Information integration is the merging of heterogeneous information from various data sources to a homogenous, clean dataset. This lecture introduces this ever-important topic. It will cover the basic technologies, such as distributed database architectures, techniques for virtual and materialized integration, and data cleansing technologies.

Further Information:

  • Lectures can be given in English, on demand.
  • Slides will be made available on the HPI-internal "Materials" folder: navigate to FG-Informationssysteme - VL-Informationsintegration - 2022.
  • A recording of the previous edition (winter 2019/20) can be found on tele-task (in German).

Exercises:

  • The exercises are led by Tobias Bleifuß in collaboration with bakdata.
  • It is necessary to pass the exercise to be admitted to take the exam.
  • In the exercises, you will work in small teams to build an information platform for corporate data.
  • We recommend using either Java or Python for your implementation.
  • We will kick-off the exercises on April 28, 2022 together with bakdata.

Schedule

The course will take place Tuesdays at 15:15 and Thursdays at 9:15 in in L-E.03. Some lectures will have the form of exercises.
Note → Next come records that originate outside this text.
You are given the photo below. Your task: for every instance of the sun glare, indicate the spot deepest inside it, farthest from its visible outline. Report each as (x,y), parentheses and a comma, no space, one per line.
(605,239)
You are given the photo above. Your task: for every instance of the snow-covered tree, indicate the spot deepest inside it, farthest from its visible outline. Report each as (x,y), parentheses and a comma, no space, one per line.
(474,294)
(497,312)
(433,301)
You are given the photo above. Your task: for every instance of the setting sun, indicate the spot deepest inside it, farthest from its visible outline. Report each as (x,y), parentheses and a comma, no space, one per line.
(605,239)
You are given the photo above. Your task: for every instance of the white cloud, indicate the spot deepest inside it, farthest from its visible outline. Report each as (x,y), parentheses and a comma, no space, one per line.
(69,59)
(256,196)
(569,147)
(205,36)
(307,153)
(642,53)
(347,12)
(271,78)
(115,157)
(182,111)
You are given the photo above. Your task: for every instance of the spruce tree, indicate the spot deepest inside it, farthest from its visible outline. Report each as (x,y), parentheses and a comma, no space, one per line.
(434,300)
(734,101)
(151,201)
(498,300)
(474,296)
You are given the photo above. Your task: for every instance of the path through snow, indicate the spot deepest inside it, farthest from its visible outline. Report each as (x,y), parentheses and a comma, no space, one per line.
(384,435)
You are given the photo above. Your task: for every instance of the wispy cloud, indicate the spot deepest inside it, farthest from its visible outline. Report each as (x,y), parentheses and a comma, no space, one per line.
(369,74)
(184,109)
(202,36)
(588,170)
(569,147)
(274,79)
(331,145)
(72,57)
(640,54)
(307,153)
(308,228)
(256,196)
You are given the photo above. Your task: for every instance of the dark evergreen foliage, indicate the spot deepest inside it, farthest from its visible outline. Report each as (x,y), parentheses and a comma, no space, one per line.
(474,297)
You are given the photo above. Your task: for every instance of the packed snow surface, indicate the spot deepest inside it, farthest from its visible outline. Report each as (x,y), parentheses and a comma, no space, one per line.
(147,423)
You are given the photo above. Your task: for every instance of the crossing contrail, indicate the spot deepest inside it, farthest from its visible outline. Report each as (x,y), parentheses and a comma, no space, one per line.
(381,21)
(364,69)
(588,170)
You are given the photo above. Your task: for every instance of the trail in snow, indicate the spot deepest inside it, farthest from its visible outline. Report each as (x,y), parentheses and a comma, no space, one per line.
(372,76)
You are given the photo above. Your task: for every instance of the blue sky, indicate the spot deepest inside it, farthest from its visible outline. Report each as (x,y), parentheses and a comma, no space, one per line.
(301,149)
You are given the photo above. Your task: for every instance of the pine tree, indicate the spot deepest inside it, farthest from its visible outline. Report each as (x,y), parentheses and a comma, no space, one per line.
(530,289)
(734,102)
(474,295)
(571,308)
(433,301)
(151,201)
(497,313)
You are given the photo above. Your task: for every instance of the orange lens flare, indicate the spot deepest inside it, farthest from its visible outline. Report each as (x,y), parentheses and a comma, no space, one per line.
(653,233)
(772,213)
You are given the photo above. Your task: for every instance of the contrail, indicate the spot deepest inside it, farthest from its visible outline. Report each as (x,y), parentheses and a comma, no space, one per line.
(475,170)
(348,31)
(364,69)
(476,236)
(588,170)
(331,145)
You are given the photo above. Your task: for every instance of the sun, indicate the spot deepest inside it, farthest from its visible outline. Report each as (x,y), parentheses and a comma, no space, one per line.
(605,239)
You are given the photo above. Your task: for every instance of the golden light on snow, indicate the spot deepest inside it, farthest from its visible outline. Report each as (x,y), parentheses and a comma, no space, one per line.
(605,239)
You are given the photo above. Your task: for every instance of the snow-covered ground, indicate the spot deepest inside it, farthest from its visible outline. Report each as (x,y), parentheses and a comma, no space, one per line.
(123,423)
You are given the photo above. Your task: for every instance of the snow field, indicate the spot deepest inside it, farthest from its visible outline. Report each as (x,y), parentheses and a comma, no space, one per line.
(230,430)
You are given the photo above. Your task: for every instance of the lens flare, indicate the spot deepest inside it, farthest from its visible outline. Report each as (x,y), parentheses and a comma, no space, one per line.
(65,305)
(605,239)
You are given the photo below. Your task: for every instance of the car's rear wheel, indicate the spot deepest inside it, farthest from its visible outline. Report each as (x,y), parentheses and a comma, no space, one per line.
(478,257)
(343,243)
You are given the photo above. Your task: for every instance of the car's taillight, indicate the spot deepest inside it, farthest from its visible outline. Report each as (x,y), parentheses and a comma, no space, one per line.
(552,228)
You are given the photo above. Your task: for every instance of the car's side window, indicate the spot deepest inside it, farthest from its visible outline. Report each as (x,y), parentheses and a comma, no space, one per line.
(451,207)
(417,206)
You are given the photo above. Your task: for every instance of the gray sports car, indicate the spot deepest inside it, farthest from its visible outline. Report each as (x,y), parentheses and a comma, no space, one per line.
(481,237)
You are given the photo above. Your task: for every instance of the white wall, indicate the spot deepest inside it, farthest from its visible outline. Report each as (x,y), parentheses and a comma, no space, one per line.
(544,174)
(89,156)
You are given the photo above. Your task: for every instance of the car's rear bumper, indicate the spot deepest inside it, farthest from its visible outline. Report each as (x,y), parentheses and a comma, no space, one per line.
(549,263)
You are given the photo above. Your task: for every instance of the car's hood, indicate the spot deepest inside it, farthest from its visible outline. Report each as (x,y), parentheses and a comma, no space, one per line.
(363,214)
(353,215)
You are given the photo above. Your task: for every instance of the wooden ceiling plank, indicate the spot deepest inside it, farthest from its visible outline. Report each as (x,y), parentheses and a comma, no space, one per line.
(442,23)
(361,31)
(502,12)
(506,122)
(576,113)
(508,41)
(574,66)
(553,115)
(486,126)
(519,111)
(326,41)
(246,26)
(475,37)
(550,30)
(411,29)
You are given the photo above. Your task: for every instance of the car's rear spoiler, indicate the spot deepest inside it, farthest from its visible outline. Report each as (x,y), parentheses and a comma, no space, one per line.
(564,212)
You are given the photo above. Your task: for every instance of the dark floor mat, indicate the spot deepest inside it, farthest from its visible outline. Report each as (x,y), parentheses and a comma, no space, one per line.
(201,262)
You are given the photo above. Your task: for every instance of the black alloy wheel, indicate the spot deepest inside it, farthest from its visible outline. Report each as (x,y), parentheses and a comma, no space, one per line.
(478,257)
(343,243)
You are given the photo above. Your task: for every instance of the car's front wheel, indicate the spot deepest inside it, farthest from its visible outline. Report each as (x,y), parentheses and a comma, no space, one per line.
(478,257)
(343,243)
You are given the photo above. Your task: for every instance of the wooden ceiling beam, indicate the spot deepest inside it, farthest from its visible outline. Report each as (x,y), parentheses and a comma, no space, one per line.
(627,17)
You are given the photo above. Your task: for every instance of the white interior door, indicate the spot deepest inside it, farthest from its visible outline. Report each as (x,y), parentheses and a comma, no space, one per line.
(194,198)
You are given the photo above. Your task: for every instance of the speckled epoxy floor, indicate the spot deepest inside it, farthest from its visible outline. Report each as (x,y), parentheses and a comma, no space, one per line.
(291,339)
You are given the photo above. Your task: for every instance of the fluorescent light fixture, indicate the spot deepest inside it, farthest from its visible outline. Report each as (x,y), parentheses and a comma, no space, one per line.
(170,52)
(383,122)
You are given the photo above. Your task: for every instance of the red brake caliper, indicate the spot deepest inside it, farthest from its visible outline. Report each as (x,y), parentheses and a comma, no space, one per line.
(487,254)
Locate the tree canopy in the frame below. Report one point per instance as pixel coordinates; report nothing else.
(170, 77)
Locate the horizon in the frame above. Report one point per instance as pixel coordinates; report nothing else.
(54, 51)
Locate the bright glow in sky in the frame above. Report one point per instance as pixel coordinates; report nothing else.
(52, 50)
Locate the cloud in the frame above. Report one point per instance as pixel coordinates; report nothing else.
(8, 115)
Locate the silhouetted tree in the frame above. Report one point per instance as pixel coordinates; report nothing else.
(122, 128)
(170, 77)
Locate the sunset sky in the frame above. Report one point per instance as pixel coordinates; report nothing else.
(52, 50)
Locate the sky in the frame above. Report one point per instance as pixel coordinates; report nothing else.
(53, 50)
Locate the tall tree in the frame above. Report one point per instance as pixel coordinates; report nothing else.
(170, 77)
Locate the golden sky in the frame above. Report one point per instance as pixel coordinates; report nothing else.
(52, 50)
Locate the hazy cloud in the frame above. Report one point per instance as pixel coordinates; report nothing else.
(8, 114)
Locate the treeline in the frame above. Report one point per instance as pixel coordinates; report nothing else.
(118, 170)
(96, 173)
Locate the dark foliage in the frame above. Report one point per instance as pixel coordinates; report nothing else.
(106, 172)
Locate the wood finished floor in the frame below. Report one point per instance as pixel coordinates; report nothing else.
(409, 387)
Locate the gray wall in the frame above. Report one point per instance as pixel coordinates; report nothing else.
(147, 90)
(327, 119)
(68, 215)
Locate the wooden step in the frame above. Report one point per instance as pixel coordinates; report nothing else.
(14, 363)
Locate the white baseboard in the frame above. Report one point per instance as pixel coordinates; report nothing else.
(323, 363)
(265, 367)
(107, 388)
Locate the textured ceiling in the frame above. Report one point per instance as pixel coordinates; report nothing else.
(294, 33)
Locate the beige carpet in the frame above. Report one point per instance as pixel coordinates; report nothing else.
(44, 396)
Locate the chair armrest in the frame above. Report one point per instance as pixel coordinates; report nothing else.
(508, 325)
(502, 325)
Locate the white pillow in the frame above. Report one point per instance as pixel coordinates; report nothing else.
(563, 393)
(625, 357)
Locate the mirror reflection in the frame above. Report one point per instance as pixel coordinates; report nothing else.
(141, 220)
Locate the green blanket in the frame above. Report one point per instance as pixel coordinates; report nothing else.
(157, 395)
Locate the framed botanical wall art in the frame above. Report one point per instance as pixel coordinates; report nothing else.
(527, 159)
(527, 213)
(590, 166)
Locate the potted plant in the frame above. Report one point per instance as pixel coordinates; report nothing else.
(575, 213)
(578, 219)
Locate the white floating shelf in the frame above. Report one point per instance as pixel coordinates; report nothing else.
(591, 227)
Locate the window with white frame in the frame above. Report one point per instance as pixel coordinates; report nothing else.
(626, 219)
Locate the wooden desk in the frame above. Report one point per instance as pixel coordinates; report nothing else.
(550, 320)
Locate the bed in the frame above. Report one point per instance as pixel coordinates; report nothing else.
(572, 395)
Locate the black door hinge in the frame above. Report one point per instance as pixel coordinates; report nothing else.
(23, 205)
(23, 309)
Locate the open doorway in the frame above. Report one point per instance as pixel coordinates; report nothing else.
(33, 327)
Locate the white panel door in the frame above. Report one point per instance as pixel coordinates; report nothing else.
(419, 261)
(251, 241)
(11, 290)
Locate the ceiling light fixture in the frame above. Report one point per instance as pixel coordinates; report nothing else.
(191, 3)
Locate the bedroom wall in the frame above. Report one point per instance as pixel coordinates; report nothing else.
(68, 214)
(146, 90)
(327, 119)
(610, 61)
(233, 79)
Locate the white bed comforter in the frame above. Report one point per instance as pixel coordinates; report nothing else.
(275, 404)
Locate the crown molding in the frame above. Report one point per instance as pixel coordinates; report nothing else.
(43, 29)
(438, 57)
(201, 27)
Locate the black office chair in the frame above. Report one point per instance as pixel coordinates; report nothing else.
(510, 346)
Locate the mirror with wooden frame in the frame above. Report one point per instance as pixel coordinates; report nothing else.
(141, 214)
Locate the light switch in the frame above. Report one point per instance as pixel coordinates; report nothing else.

If needed, we will stream the lecture via Zoom; you can find the link in our "Materials" folders (navigate to FG-Informationssysteme - VL-Informationsintegration - 2022).

Date Topic
Tue 19.4.2022 Introduction
Thu 21.4.2022 Introduction and Heterogeneity
Tue 26.4.2022 Heterogeneity
Thu 28.4.2022 Exercise with bakdata
Tue 03.5.2022 Heterogeneity
Thu 05.5.2022 Materialized and virtual integration
Tue 10.5.2022 No lecture
Thu 12.5.2022 Exercise in HS3
Tue 17.5.2022 Architectures
Thu 19.5.2022 Multidatabase Query Languages
Tue 24.5.2022 Schema Mapping / Schema Matching
Thu 26.5.2022 Ascension
Tue 31.5.2022 Schema Mapping / Schema Matching
Thu 02.6.2022 Exercise
Tue 07.6.2022 Schema Mapping / Schema Matching
Thu 09.6.2022 Duplicate Detection
Tue 14.6.2022 Exercise
Thu 16.6.2022 Duplicate Detection
Tue 21.6.2022 Duplicate Detection
Thu 23.6.2022 Keine Vorlesung
Tue 28.6.2022 "Generating Test Data for Duplicate Detection: State of the Art and Open Challenges" Dr. Fabian Panse (Universität Hamburg)
Thu 30.6.2022 Global-as-View Modelling
Tue 05.7.2022 Local-as-View Modelling
Thu 07.7.2022 Exercise in L-1.02
Tue 12.7.2022 Local-as-View Modelling
Thu 14.7.2022 Bucket Algorithm
Tue 19.7.2022 No lecture
Thu 21.7.2022 Exercise
Tue 26.7.2022 Exam preparation
Thu 28.7.2022 Data Warehouses

The exam is scheduled for Monday, August 1, 2022 at 13:00-15:00 in HS1.

Literature & Exam

  • Ulf Leser and Felix Naumann: Informationsintegration, dpunkt Verlag, 2006 (free pdf).
    This book is available at the UP library and also, e.g., from Amazon.de.
  • Doan, Halevy, and Ives: Principles of data integration, Morgan Kaufmann, 2012.
  • Özsu and Valduriez: Principles of distributed database systems, Springer, 2011.
  • Stefan Conrad: Föderierte Datenbanksysteme, Springer,  1997.

Throughout the lecture, I will refer to various scientific papers, that serve as in-depth references.

Depending on the number of participants, we will conduct a written or an oral exam.